As a local councillor, Fychan was a vocal community activist. In 2017 she successfully campaigned to reopen Mill Street Post Office and in 2018 she campaigned to save the Muni Arts Centre in Pontypridd, of which she was a volunteer trustee. In 2020, she dealt with severe flooding in Pontypridd and led calls for an independent inquiry.

==== Senedd Cymru - The Welsh Parliament ====
Fychan was selected in May 2020 to be the Plaid Cymru candidate for the Pontypridd constituency for the 2021 Senedd election. She came second in the election, behind Labour's Mick Antoniw, with 22.4% of the vote but was elected to the Senedd from the South Wales Central regional list.

Following the election Fychan became Plaid Cymru's spokesperson on culture, sport and international affairs.

Fychan has served as Plaid Cymru's director of policy and political education.

As MS for South Wales Central, Heledd Fychan called for a full investigation into the deaths of two boys after a police chase in Ely, Cardiff and the events following the incident.
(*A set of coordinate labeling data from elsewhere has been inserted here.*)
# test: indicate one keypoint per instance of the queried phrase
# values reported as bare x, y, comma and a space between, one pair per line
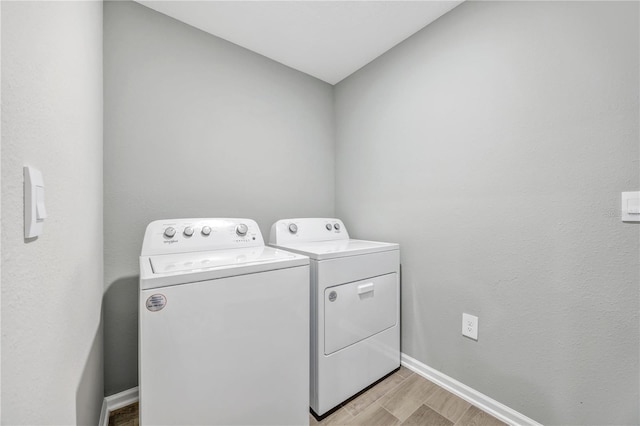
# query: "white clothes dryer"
223, 326
355, 307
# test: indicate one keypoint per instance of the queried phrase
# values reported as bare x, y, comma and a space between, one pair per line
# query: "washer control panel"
307, 229
189, 235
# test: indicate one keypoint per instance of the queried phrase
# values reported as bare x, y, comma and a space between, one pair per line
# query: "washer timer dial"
242, 229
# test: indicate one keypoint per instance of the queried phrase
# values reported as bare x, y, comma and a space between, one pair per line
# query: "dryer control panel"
191, 235
304, 230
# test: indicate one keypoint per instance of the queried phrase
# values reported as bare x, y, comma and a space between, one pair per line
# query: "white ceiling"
326, 39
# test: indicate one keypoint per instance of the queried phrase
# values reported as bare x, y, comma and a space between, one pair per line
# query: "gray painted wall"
52, 287
198, 127
493, 146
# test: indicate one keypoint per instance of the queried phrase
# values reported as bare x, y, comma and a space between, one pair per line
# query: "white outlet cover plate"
631, 206
470, 326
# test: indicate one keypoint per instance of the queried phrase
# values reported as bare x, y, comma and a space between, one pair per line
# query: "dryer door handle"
365, 288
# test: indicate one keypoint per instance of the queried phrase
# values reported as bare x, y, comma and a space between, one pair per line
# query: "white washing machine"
355, 307
224, 326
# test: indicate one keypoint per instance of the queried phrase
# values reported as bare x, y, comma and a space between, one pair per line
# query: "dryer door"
357, 310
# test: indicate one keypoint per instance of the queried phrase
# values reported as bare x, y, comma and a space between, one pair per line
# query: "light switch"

From 2021 until April 2026, Fychan served on the Senedd business committee; children, young people and education committee, and the Reform Bill committee. She chaired the Wales International cross party group and was vice-chair of the Public and Commercial Services Union group. She was a member of the following cross-party groups: academic staff in universities, arts and health, autism, children and families, children in our care, clean air, friends of Ukraine, lung health, music, peace and reconciliation, poverty, public transport, school food, tourism, universities, and women.

===== Welsh Government =====
Following her re-election to the Senedd in May 2026 she became the Trefnydd, Chief Whip and Cabinet Minister for Culture and Sport.

==Personal life==
Fychan lives in Pontypridd with her husband and son.